Session 1
Speed + the big free budget: fast agent loops & large models
What makes Cerebras worth using
Cerebras runs on wafer-scale silicon that delivers ~2,600 tok/s — the fastest public inference for large models anywhere. Combined with 1 M free tokens/day, it is the right choice for workflows that fire many short requests.
Log into n8n.32dots.de with the email and password you received when you signed up. Will be live on session day
- 1 Understand the speed edge vs Groq: Cerebras is fastest on large models (70B–405B) and has a far larger free daily budget. Groq wins for audio (Whisper STT) and broad batch jobs; OpenRouter wins on model variety.
- 2 Pick a model for your task: llama-3.3-70b (best everyday balance), qwen-3-235b or llama3.1-405b (maximum reasoning at still-fast speed), deepseek-r1-distill (chain-of-thought), llama-4-scout (extended-context model — but read the 8K cap warning in the next lesson before using it on the free tier).
- 3 Run a tight agent loop — fire 10–20 classification or extraction calls in sequence (e.g. classify each abstract in a literature batch).

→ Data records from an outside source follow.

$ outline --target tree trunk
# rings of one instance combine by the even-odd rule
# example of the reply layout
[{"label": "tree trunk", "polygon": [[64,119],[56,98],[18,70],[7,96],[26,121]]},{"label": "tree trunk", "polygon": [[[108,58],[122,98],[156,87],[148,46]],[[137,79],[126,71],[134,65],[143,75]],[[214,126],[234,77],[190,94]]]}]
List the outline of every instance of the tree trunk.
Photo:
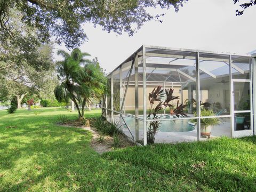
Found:
[{"label": "tree trunk", "polygon": [[88,110],[89,111],[91,111],[92,109],[91,109],[91,102],[90,101],[87,101],[86,102],[86,107],[88,108]]},{"label": "tree trunk", "polygon": [[22,100],[23,98],[28,93],[26,93],[25,94],[22,94],[21,95],[16,95],[16,98],[17,99],[17,103],[18,103],[18,109],[21,109],[21,101]]},{"label": "tree trunk", "polygon": [[75,103],[73,101],[71,101],[71,111],[75,111]]},{"label": "tree trunk", "polygon": [[85,101],[85,99],[83,100],[83,102],[82,103],[82,117],[84,118],[84,107],[85,106],[85,104],[86,102]]},{"label": "tree trunk", "polygon": [[71,100],[75,103],[75,105],[76,106],[76,109],[77,109],[77,112],[78,112],[78,117],[81,118],[82,116],[81,115],[81,112],[80,111],[80,109],[79,108],[79,106],[78,106],[78,104],[77,103],[77,102],[76,102],[76,99],[75,99],[75,98],[73,97]]}]

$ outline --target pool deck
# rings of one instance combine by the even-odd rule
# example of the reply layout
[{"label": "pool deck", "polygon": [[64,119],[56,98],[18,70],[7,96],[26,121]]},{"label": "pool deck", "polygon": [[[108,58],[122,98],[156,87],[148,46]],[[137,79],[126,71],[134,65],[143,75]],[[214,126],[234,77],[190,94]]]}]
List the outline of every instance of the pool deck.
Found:
[{"label": "pool deck", "polygon": [[[227,119],[229,120],[229,119]],[[135,134],[135,130],[130,127],[131,131],[133,135]],[[126,128],[123,129],[123,132],[128,137],[131,137],[131,134]],[[214,125],[212,130],[211,139],[226,136],[231,137],[231,129],[230,121],[227,121],[219,125]],[[143,130],[139,131],[139,137],[140,139],[143,138]],[[156,143],[177,143],[180,142],[195,141],[197,140],[196,136],[196,127],[195,130],[181,132],[158,132],[156,135]],[[202,140],[207,140],[209,139],[201,138]]]}]

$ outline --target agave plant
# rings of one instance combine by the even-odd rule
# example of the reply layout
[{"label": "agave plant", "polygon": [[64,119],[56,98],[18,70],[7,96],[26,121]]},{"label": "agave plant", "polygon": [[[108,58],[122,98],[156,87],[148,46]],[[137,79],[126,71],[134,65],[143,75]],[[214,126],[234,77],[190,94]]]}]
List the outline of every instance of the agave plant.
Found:
[{"label": "agave plant", "polygon": [[[160,119],[163,114],[161,113],[163,109],[165,110],[167,107],[174,108],[172,110],[170,115],[174,118],[179,118],[180,117],[187,117],[184,111],[184,108],[186,107],[186,105],[181,103],[179,105],[179,100],[177,101],[176,107],[173,106],[170,102],[171,101],[179,99],[179,97],[173,96],[174,90],[172,89],[162,89],[161,86],[153,89],[152,92],[149,93],[148,100],[149,100],[149,113],[147,116],[148,119],[157,120]],[[163,96],[165,95],[165,100],[162,101]],[[158,103],[154,108],[154,105],[155,102]],[[161,121],[150,121],[147,130],[147,142],[148,144],[153,144],[155,142],[155,137],[156,133],[159,131]]]}]

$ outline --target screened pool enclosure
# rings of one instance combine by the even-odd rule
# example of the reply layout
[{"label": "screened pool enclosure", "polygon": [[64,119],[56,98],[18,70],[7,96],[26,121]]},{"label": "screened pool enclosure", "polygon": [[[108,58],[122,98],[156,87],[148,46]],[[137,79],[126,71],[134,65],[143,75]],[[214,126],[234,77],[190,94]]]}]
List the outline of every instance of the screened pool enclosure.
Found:
[{"label": "screened pool enclosure", "polygon": [[[159,123],[155,142],[253,135],[253,66],[247,55],[143,45],[108,76],[102,115],[145,145],[153,122]],[[157,87],[173,90],[175,99],[153,118],[150,107],[168,97],[150,102]],[[184,115],[177,112],[181,104]]]}]

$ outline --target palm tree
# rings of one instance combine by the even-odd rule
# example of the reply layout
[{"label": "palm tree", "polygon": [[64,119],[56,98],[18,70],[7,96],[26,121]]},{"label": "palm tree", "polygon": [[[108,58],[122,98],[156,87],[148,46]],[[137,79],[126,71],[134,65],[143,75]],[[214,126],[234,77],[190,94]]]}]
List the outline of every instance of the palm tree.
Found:
[{"label": "palm tree", "polygon": [[[99,98],[106,90],[107,80],[98,62],[84,59],[90,55],[78,49],[69,54],[63,50],[58,52],[64,60],[58,62],[58,78],[61,83],[55,89],[59,101],[74,101],[79,118],[84,118],[85,104],[90,98]],[[81,109],[79,107],[81,105]]]}]

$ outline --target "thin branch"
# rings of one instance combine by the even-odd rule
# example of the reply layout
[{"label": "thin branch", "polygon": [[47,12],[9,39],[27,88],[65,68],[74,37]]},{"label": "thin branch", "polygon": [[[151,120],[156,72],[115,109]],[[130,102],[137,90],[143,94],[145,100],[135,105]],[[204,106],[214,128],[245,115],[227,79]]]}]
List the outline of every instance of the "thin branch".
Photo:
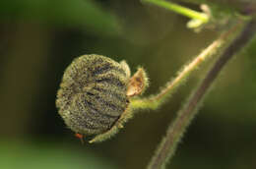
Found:
[{"label": "thin branch", "polygon": [[142,0],[142,2],[147,2],[150,4],[154,4],[162,8],[165,8],[170,11],[174,11],[177,14],[186,16],[190,19],[200,20],[202,23],[207,23],[209,21],[209,16],[203,12],[197,12],[191,10],[189,8],[180,6],[170,1],[163,1],[163,0]]},{"label": "thin branch", "polygon": [[238,53],[256,34],[256,20],[250,21],[243,28],[241,33],[232,41],[232,43],[221,55],[213,68],[209,71],[199,87],[189,97],[187,104],[178,112],[176,119],[169,126],[165,138],[162,139],[152,158],[148,169],[164,168],[166,162],[171,158],[176,150],[176,146],[181,140],[186,128],[197,114],[204,96],[209,91],[214,81],[230,60],[234,54]]},{"label": "thin branch", "polygon": [[228,44],[231,40],[235,29],[238,29],[239,25],[234,26],[228,31],[225,31],[220,35],[220,37],[204,49],[192,62],[186,65],[174,80],[168,82],[163,89],[157,95],[149,98],[134,98],[131,100],[132,109],[156,109],[161,105],[166,98],[169,98],[176,89],[186,82],[191,73],[197,70],[205,61],[211,59],[217,53]]}]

At 2,600 tok/s the round-trip is dominated by network latency, not model time.
- 4 Monitor your quota in the Cerebras dashboard. 1 M tokens resets daily; a typical research loop (10 calls × 500 tokens) consumes ~5,000 tokens — well within budget.

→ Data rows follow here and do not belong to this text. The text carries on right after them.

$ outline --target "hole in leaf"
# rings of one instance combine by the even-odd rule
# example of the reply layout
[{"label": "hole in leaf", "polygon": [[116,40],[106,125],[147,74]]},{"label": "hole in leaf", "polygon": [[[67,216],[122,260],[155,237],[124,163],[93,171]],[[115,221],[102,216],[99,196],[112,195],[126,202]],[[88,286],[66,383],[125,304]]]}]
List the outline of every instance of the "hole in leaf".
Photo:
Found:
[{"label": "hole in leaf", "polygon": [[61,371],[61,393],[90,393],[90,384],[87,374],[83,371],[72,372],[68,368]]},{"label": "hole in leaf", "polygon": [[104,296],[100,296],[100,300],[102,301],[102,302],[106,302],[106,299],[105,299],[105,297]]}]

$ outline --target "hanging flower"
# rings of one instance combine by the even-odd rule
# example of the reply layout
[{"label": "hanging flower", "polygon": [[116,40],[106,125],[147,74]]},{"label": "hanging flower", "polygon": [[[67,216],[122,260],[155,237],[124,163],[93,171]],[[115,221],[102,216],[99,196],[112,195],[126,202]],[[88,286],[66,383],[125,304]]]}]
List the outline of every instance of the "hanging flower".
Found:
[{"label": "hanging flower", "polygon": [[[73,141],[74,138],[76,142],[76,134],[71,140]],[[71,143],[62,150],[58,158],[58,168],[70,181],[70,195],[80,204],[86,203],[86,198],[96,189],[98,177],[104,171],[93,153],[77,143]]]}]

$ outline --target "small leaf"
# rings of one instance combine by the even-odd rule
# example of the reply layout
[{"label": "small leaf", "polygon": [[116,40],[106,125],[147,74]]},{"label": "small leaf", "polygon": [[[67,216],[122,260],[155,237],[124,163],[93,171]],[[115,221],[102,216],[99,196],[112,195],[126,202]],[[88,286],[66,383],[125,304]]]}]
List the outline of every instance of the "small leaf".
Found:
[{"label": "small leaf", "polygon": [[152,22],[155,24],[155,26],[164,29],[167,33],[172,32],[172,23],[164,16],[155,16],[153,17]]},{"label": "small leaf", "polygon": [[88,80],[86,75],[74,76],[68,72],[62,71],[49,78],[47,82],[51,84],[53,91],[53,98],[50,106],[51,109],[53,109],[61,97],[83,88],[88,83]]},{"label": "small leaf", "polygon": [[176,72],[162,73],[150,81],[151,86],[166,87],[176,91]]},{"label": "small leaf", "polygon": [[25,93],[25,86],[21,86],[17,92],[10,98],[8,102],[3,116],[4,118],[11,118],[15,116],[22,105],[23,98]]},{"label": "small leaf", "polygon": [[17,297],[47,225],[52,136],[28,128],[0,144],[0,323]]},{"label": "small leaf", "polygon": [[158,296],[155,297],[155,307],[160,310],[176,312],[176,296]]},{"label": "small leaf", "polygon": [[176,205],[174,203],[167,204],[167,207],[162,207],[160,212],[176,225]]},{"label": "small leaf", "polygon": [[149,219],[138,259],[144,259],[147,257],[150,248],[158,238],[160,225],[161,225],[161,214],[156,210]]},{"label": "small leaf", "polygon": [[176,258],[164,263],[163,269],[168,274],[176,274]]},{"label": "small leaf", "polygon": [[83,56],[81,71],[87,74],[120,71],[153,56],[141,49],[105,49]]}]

You have run a multi-call loop (5+ requests) and confirmed usage in the Cerebras dashboard is well under the 1 M daily limit.
Batch-abstract classifier
Build a short script that classifies a list of paper abstracts using llama-3.3-70b and prints throughput.
Your task
Given a list of 10–20 short paper abstracts, classify each as 'methods paper', 'review', or 'results paper' in a loop and print total elapsed time.
- 1 Create a list of 10 real or dummy abstracts (one sentence each is fine for testing).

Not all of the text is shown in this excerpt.